Opposer patrimoine et création : un non-sens
En termes de développement durable des activités culturelles, il faut revoir le paradigme, car l’écosystème est fragile et la crise de l’intermittence en est une illustration. Dans le spectacle vivant, la transmission du patrimoine ou la reprise de créations contemporaines nécessitent des équipes artistiques en capacité d’aborder ce type de répertoire tout en développant des activités de créations. Le principe d’opposer patrimoine et création n’a pas de sens, ils sont complémentaires et nécessaires à l’écosystème culturel. La présence d’équipe artistique permanente sur un territoire est un véritable enjeu qui contribue et renforce la vie culturelle, qui crée un climat propice à une vie artistique plus large, qui favorise les échanges entre praticiens amateurs et artistes professionnels, qui renforce le lien social entre le public et les artistes sur un territoire. Avignon en est une belle illustration, où la culture est prégnante à tous les niveaux et ne peut être considérée comme une variable d’ajustement du fait du lien social qu’elle représente.
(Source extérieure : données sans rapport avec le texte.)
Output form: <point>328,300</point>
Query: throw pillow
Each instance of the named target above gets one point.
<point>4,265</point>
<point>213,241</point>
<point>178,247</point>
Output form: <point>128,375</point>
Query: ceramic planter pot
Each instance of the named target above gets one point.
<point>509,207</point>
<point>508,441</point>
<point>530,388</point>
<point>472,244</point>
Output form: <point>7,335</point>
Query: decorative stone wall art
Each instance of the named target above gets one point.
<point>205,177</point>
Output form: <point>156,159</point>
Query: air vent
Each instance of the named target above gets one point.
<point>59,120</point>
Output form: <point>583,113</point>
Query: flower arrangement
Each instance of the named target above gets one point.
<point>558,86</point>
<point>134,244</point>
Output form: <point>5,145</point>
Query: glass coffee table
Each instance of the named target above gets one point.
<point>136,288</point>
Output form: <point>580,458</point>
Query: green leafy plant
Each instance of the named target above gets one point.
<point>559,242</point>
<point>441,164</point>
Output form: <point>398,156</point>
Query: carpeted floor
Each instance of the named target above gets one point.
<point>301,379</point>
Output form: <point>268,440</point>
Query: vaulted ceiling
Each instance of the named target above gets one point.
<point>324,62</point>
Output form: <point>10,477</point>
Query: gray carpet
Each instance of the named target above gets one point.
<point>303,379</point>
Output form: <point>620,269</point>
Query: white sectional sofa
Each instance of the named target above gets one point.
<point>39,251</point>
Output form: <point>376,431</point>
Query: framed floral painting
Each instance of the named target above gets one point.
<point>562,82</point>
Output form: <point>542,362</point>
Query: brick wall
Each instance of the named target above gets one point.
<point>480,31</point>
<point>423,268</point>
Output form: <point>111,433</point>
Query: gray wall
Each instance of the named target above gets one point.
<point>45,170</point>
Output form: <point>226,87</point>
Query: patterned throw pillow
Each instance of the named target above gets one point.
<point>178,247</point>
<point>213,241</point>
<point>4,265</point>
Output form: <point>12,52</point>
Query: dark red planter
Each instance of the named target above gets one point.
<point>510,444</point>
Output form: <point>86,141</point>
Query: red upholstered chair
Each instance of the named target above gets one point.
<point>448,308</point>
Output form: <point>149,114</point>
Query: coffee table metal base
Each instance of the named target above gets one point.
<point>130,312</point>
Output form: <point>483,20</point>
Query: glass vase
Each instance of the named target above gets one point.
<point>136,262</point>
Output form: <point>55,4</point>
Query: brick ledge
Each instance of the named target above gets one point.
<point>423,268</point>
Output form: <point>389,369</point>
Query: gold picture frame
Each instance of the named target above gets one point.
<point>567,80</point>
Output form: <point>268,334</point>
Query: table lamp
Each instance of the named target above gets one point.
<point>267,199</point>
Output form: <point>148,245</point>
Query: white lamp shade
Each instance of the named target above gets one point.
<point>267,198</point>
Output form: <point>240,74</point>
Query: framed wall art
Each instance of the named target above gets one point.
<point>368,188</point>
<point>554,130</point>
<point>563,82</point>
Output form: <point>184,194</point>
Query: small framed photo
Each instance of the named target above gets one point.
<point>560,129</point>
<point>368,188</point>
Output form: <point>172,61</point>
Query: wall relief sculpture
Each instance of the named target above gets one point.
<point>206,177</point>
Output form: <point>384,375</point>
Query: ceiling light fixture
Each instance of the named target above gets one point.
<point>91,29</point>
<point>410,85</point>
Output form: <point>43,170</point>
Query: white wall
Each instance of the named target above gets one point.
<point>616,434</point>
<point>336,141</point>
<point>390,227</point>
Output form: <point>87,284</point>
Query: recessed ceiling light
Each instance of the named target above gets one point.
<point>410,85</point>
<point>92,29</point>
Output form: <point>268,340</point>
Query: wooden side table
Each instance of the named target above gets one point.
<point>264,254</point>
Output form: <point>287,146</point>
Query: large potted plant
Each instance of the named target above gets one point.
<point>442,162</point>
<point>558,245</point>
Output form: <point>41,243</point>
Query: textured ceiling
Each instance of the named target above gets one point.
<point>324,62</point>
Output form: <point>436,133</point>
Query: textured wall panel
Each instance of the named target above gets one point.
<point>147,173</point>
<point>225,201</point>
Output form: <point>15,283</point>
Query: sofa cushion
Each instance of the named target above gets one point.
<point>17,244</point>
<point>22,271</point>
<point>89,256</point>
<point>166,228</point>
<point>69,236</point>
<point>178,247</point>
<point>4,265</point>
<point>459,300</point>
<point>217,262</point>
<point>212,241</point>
Le véritable enjeu de la culture en tant que contributrice au développement durable est l’utilisation que l’on en fait et pas seulement les moyens que l’on y alloue. Mais la préservation de la diversité culturelle est un élément indispensable au développement durable social, économique ou culturel d’un territoire. Il faut donc préserver cet équilibre, même s’il a un coût. Dans un contexte économique contraint, c’est très complexe. Avignon est complètement concernée par cet enjeu, c’est la seule ville de France de moins de 100 000 habitants qui possède encore un opéra avec une saison lyrique, mais également un ensemble de structures et de manifestations de dimension nationale et internationale. On pourrait tout aussi bien se résigner et dire : l’opéra, c’est dépassé. Or, on sait bien que la création de demain se nourrit aussi des œuvres contemporaines d’aujourd’hui et de son patrimoine.

Michel Galvane
Directeur de la Culture à Avignon

TÉMOIGNAGE
« Un travail de longue haleine »
La culture est très certainement au cœur du développement durable au travers du plan Grandir avec la Culture, qui touche, en Loire-Atlantique, plus de 100 000 jeunes, du primaire au lycée et prioritairement bien entendu les collégiens, (avec l’Éducation nationale et le ministère de la Culture). Le département favorise le développement de l’intelligence citoyenne, la construction de citoyens plus à même de comprendre l’intérêt et la nécessité d’un développement respectueux de l’environnement, au regard des urgences qui se font jour. C’est un travail de longue haleine que conduisent nombre de collectivités. Le département y contribue aussi plus directement au travers de l’intervention d’artistes plasticiens, chorégraphes ou musiciens, lors de l’organisation de programmations culturelles sur les sites patrimoniaux, dont il est propriétaire : le château médiéval de Clisson et celui Renaissance de Châteaubriant et le Domaine de la Garenne Lemot (demeure italianisante du XIXe siècle, dédiée à la nature et aux arts). La direction de l’environnement qui est à l’initiative de balades culturelles, liant pratiques artistiques et nature, participe à l’éclosion d’une perception plus sensible de la richesse et de la fragilité de l’environnement. On le voit, les passerelles fonctionnent dans les deux sens.